Billy Yapananda Samudra
Chapter #6

EPILOG: KELULUSAN

Suasana ruang kelas begitu sepi. Di luar, langit sudah berwarna jingga kemerahan, tanda sudah lewat dari jam aktif sekolah yang seharusnya. Tetapi sayup-sayup masih terdengar suara orang mengobrol dari berbagai area sekolah.

“Gak kerasa kita udah lulus aja, ya …,” gumam Karen yang mengenakan kebaya dengan anggunnya. Wajahnya dirias, rambutnya yang sudah lebih panjang dari setahun lalu juga ditata dengan rapi. Dia duduk di kursinya dahulu ketika dia masih kelas XI—ketika ruang kelas ini masih menjadi tempatnya menghabiskan hari-harinya di sekolah.

“Kamu udah biasa sama kondisi mata kamu itu?” tanya Kenneth yang berdiri di sampingnya. Dia mengenakan kemeja batik rapi.

Karen mengangguk kecil sambil tersenyum.

“Siapa sangka kamu jadi buta abis balik dari ngilang?” gumam Erika yang duduk di sebelah Karen. Sama seperti Karen, dia juga mengenakan kebaya.

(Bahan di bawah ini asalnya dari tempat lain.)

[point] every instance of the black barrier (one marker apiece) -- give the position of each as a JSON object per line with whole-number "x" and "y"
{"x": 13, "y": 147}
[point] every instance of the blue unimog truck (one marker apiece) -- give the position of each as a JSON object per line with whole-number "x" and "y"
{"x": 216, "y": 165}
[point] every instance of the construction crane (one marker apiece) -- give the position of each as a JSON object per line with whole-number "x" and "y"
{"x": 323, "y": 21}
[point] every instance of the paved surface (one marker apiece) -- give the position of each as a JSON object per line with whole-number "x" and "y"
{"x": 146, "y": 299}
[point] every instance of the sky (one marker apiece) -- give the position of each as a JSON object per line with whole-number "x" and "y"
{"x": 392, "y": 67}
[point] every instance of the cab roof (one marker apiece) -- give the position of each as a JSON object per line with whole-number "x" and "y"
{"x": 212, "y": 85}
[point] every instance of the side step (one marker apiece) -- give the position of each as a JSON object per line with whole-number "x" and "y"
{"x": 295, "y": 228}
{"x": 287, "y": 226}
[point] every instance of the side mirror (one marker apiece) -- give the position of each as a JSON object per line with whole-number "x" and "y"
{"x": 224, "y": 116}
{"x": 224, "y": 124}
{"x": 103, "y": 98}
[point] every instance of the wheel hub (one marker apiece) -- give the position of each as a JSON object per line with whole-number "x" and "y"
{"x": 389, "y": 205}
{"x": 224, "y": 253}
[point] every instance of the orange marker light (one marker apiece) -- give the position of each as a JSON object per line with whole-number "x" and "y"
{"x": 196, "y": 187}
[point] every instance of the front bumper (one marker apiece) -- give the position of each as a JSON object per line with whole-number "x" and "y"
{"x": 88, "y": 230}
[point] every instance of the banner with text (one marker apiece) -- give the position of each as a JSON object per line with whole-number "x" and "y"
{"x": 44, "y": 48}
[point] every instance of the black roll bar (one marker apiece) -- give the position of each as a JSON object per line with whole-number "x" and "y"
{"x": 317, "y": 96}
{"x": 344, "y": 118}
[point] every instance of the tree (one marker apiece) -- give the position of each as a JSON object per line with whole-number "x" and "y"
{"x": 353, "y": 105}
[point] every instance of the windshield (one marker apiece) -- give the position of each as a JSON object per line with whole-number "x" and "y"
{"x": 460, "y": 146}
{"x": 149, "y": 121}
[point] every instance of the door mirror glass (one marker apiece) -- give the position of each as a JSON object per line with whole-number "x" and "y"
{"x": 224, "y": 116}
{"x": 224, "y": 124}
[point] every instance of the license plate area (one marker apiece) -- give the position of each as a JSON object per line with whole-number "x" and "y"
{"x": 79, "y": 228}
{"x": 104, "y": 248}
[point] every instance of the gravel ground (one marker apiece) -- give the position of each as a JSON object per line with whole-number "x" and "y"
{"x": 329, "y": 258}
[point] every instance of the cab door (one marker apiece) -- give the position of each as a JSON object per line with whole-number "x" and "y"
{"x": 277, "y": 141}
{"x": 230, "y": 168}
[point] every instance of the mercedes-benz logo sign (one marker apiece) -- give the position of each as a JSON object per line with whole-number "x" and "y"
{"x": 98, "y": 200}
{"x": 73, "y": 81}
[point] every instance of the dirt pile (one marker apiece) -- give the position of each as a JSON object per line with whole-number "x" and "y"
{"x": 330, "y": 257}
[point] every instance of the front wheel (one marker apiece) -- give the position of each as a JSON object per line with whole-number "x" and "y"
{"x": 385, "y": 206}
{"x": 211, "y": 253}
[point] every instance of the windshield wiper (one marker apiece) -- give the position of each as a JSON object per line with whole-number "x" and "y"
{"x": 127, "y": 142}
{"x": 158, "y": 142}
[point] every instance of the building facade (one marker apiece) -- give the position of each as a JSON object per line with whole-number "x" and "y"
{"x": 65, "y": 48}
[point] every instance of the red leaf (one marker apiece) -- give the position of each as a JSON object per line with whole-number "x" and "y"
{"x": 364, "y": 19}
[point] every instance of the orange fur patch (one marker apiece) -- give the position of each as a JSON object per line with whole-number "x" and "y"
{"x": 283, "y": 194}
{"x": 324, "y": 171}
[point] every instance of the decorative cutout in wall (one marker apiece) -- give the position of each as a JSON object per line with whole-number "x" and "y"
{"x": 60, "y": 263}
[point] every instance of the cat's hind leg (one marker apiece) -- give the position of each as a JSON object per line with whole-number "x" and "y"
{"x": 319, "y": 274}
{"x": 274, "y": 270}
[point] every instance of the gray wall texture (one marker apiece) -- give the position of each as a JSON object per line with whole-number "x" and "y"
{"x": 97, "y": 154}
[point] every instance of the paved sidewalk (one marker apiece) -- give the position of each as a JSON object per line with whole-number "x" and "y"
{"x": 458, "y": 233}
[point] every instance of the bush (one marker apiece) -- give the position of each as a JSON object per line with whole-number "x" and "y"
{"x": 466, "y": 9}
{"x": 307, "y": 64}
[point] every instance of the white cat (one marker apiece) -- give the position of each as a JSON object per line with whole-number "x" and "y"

“Memang rumornya, sih, ada efek samping dari pake, tuh, buku. Katanya, akan ada satu hal berharga yang direnggut,” ucap Kenneth.

“Dan hal berharga itu ternyata penglihatanku,” sambung Karen.

Sekilas, tidak ada yang salah dengan kedua bola matanya. Tetapi sejak dia kembali ke realita, dia sama sekali tidak dapat melihat. Awalnya dia bingung, tidak memahami apa yang terjadi. Tetapi lambat laun dia mulai menerima itu, juga mengerti bahwa itu adalah konsekuensi dari apa yang sudah dia perbuat. Konsekuensi dari memakai buku penyihir.

Pas aku bisa melihat, aku selalu merasa sendirian. Sekarang, aku gak bisa melihat, tapi justru aku tahu kalau aku gak sendirian. Ironis juga, ya, batin Karen.

“Aku masih ngerasa bersalah. Gara-gara aku ngelampiasin masalah aku ke kamu, nge-bully kamu, kamu jadi gini, Ren,” ucap Erika lirih.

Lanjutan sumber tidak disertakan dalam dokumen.